そこで「だったら今までの神奈川県の県立施設での支援は何だったの?間違っていたということ?」という疑問が浮かびます。それについても私は県立の施設「中井やまゆり園」を視察しながら思うところがありました。
決して間違っていたわけではないのです。今は適切でないとされるケアも、古びてしまった建物も、かつては社会から理解されるサービスだったのです。それを長く続けて来て、気が付いたらもっと新しく適切なケアのあり方やそれを求める社会環境が生まれていたということ。そしてここが大事だと思うのですが、公立の施設だからこそ、絶対に事故や怪我があっていけないという意識が強く、それがゆえに強度な行動障がいのあるご利用者を、個室で静かにそっとしておいてあげるというケアの方向に向かいがちであったのではないかと。
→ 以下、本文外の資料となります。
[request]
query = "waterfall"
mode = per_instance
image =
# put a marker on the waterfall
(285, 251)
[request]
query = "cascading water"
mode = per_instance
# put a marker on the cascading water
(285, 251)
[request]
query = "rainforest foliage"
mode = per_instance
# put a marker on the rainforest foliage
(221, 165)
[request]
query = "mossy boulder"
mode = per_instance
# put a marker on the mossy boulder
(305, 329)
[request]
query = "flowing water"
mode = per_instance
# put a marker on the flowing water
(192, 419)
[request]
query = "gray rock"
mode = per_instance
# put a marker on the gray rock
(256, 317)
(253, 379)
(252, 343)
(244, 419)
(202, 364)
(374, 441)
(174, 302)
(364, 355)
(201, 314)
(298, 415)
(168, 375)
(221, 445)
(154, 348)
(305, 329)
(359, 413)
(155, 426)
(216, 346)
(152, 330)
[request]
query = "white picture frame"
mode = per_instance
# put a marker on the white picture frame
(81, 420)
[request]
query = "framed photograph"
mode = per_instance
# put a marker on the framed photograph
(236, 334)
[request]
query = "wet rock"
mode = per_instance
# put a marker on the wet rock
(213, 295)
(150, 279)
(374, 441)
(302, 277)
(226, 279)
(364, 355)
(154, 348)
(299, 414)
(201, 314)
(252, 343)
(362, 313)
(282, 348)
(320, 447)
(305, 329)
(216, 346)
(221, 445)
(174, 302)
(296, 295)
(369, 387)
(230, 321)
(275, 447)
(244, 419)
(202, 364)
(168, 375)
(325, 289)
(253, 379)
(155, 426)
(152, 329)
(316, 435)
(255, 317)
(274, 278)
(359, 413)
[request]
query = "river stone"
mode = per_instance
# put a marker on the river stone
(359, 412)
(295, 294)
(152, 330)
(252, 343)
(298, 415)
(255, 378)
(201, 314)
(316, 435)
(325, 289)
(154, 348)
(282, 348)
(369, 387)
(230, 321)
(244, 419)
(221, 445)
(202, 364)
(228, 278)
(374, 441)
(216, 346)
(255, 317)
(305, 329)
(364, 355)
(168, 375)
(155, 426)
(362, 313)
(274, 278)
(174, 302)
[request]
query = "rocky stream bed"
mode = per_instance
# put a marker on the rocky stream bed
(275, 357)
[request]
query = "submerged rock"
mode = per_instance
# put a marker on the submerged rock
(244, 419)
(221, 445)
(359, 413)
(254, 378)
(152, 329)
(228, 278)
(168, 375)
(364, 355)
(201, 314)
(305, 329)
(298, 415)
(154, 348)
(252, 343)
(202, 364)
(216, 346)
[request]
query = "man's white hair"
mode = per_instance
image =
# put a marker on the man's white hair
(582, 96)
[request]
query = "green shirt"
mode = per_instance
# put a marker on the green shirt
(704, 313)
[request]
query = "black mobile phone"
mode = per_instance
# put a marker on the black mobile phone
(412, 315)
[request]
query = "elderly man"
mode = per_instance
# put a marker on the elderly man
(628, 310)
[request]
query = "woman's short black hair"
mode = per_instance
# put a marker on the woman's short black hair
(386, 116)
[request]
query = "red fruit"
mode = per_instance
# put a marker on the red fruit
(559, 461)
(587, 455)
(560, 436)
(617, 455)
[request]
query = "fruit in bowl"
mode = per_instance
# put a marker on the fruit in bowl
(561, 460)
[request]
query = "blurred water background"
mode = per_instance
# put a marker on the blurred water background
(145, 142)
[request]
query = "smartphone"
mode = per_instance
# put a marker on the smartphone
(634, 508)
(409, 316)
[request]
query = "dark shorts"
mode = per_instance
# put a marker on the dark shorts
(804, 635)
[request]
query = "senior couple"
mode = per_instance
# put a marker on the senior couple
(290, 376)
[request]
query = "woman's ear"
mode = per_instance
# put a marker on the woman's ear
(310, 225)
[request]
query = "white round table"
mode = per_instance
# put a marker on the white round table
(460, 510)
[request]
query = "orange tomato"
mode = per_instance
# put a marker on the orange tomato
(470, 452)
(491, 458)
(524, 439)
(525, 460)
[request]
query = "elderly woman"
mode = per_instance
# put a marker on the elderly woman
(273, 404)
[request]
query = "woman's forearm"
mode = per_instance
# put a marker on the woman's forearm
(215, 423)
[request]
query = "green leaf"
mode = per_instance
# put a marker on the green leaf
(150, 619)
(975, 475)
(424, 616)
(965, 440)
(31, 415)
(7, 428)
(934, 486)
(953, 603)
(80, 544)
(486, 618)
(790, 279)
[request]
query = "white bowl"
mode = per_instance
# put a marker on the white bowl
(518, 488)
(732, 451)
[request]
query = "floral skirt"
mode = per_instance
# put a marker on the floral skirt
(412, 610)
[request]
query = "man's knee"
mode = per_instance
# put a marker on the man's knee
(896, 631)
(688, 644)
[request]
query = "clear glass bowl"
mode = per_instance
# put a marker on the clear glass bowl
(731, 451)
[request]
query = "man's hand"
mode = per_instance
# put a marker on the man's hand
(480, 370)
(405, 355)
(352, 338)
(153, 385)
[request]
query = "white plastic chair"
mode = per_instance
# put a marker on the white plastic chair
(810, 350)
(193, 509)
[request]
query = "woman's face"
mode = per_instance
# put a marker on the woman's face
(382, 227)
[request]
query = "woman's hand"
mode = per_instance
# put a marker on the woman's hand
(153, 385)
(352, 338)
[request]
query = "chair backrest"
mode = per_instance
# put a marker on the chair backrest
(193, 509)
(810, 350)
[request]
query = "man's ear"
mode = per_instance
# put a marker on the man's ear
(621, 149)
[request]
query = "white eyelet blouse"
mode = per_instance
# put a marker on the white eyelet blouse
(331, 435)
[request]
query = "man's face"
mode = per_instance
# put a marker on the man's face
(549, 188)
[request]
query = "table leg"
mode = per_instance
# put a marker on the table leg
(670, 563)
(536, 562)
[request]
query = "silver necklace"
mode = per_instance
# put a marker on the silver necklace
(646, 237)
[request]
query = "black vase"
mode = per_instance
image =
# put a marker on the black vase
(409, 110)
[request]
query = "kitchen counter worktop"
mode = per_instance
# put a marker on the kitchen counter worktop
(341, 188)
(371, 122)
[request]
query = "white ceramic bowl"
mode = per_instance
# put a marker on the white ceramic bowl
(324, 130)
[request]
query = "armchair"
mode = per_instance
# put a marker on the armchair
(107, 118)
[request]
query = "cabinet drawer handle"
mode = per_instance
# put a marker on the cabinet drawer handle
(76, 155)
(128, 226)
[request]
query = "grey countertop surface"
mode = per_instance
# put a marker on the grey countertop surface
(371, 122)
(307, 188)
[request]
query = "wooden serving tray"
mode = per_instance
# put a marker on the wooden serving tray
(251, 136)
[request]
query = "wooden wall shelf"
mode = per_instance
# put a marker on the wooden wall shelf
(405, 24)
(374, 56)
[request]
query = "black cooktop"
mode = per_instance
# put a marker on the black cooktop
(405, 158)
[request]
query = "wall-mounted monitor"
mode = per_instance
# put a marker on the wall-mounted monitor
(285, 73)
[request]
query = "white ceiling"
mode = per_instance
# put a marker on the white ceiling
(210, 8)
更に障がいのある人にとって県立施設は「命のセーフティーネット」なんていう言われ方もしてきたものだから、その人たちを最後までお世話しなけれぱいけないという意識もまた強かった。それが今は「終(つい)の棲家じゃダメなんだ」と言われるように、考え方が変化しこれまでの県の福祉サービスとの間にギャップが生まれました。そしてそれに気づいたきっかけとなったのが、あの津久井やまゆり園事件での犯人の動機でした。
一方、昨日視察した民間施設では、入所したご利用者を翌日から就労支援型の会社へいざないます。途中公道を歩いて移動することもあるし、刃物を持って作業することもあります。人はたとえ障がいがあろうとも、仕事などを通じてだれかの役に立っているという実感こそが喜びであり、生きがいにつながるのだということはよく言われることです。この民間施設ではどんなに強い行動障がいのある方でもそれを実現することでその人の生き生きとした生活を実現し、通過型の施設として利用者が近いうちにそこを出て、グループホームでの自立した生活ができるよう支援しています。でもそれには事故や怪我などの「リスク」が伴います。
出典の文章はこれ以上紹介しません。